Par des mémoires en défense enregistrés les 27 avril et 4 mai 2026, la caisse d’allocations familiales de l’Eure conclut au rejet de la requête.
Elle fait valoir que :
la contestation de la pénalité relève du tribunal judiciaire en application de l’article L. 114-17-2 du code de la sécurité sociale ;
les retenues sont justifiées en l’absence d’exercice par la requérante des voies de recours à sa disposition.
Par un mémoire en défense enregistré le 4 mai 2026, le département de l’Eure conclut au rejet de la requête.
Il fait valoir que :
les conclusions dirigées contre lui sont irrecevables en ce que les retenues ont été décidées par le directeur de la caisse d’allocations familiales et sont effectuées sur des prestations qui ne relèvent pas de sa compétence ;
le tribunal administratif n’est pas compétent pour se prononcer sur la contestation de la pénalité litigieuse.

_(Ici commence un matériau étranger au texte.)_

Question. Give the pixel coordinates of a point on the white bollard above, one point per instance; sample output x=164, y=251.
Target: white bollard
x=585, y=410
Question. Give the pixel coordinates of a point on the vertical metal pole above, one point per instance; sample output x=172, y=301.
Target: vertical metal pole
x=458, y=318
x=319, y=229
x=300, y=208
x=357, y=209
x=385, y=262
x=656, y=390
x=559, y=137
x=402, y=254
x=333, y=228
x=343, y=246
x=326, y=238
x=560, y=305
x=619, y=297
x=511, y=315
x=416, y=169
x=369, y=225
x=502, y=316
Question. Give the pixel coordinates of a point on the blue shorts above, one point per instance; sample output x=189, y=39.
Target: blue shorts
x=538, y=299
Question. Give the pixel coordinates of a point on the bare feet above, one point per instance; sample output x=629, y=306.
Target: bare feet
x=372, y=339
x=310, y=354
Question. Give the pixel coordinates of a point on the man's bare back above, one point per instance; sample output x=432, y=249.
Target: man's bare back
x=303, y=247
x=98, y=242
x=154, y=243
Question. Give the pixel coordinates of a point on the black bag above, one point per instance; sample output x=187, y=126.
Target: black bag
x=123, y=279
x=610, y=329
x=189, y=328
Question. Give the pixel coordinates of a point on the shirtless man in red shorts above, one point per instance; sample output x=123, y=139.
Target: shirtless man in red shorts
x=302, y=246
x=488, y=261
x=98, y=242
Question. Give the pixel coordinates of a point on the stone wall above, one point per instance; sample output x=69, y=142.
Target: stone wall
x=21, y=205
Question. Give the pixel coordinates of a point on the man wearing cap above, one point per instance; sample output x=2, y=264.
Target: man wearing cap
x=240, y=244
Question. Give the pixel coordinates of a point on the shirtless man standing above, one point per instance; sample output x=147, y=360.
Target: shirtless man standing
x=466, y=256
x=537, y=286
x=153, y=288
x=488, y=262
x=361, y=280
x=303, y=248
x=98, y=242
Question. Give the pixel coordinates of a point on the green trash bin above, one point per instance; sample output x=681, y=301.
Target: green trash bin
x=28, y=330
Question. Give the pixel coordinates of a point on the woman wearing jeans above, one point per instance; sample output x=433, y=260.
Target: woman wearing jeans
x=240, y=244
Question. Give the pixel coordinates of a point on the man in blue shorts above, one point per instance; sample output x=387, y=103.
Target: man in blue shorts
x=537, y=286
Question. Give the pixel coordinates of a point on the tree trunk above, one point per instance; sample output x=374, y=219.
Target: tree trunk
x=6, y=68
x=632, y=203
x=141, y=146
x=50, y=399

Vu les autres pièces du dossier.
Vu :
- le code de la sécurité sociale ;
- le code de l’organisation judiciaire ;
- le code de justice administrative.
Considérant ce qui suit :
Mme B… est bénéficiaire de plusieurs prestations sociales en qualité de personne séparée et vivant seule depuis le 26 février 2022. Sa situation a fait l’objet d’un rapport de contrôle par un agent assermenté qui a estimé qu’elle vivait en concubinage avec le père de ses enfants depuis le 25 mars 2024. Ses droits ont, en conséquence, été revus en prenant en compte les ressources du père des enfants. Par une décision du 13 janvier 2026, la caisse d’allocations familiales de l’Eure lui a notifié une dette d’un montant de 26 316,83 euros au titre de diverses prestations sociales. Le 18 février 2026, la caisse d’allocations familiales de l’Eure l’a informée qu’elle envisageait d’appliquer une pénalité pour suspicion de fraude et l’a invitée à présenter des observations écrites ou orales, ce que Mme B… a fait, le 23 février 2026. Par deux décisions du 26 mars 2026, la caisse d’allocations familiales de l’Eure a décidé, d’une part, de maintenir la qualification de fraude à son encontre assortie d’une pénalité d’un montant de 1 085 euros au titre des prestations familiales et, d’autre part, d’une majoration de 10% pour frais de gestion des dettes frauduleuses d’un montant de 1 546,18 euros au titre du revenu de solidarité active.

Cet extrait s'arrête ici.